清二は駐在所にとって返し、谷中署に電話を入れた。
「天王寺駐在所、安城です。天王寺の五重の塔が燃えています」
電話口に出た巡査が聞き返してきた。
「五重の塔? あれは現住建造物か?」
「いえ。でも、文化財です。応援求めます」
「失火か。放火か」
「わかりません。まだ見当がつきません」
「火事の程度は?」
「燃え盛っています。消防への連絡もお願いできますか」
「わかった。天王寺駐在所が目印でいいんだな?」
「はい。すぐ横で燃えているんです」
多津が、子供たちふたりを連れて、執務室に降りてきた。
清二は言った。
「貴重品だけ持ち出せ。

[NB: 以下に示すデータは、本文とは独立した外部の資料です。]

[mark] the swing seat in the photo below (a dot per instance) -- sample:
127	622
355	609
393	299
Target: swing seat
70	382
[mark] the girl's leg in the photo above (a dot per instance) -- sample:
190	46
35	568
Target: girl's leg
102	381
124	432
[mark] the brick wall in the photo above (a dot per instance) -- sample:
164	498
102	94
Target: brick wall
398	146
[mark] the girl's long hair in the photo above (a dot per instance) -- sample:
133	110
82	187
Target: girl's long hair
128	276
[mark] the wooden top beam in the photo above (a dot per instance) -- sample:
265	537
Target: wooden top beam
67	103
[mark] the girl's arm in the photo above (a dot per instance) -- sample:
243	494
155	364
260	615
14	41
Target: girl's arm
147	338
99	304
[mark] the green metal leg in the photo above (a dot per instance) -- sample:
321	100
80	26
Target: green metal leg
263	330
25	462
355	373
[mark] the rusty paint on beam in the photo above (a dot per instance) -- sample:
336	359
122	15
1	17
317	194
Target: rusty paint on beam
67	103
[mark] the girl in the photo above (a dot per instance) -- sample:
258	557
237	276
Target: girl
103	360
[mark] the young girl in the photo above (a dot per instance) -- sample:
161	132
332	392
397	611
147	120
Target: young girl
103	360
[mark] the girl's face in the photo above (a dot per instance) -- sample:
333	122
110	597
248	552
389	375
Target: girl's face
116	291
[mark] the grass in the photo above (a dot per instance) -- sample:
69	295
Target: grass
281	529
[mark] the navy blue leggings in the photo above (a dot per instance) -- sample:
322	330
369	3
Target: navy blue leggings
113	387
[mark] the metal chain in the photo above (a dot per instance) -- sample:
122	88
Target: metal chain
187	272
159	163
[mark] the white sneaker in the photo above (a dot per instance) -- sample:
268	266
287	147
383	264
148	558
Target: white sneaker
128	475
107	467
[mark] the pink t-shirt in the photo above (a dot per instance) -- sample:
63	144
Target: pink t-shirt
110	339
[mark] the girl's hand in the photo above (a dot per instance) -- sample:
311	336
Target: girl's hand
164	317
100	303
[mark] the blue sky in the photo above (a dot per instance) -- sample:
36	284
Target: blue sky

延焼するかもしれん」
「もうリュックを背負ってる」
多津も、昭和二十年の下町大空襲を体験した身だ。
こういうときの心構えはできている。
(上巻199~201p)
昭和32年の7月6日の出来事。
空襲体験者の動きは、今に人たちとは違うだろうな。
一階から火が燃えあがていく様子を書いた場面です。
「五重の塔が火事だ」
その叫びは、いよいよ切迫したものになっていた。
炎は成長し、一層目と二層目とのあいだの天井を突き破って、
二層目に達しようとしている。
(中略)
放水が始まった直後、四人の外勤巡査が谷中署から駆けつけた。
そのときには、炎はすでに三層目に舌をかけていた。
野次馬の数は、いまや五百人はいるだろうかと見える。
天王寺町の住人のおよそ半分ぐらいは、
この場に集まっているのではないかと見えた。
さらに五分後、あらたに11台の消防車が到着した。
そのときには、炎は五重の塔の三層目から四層目にまで達していた。
塔にまつわりつくように白い煙が上がり、
その白煙はすぐに上空で冷えて黒煙と変わっていた。
しかしどうやら、駐在所への延焼は免れたようだ。
(上巻202~203p)
昭和32年7月6日の出来事です。
1957年だからおよそ62年前の出来事。
この文章を読んで、62年前の出来事を想像しました。
そして運よく現場に立つことができたら、
この文章を見ながら再び想像したいです。
↓ 消失前の天王寺五重塔
【濡れ縁】=雨戸の敷居の外側に設けられた雨ざらしの縁側。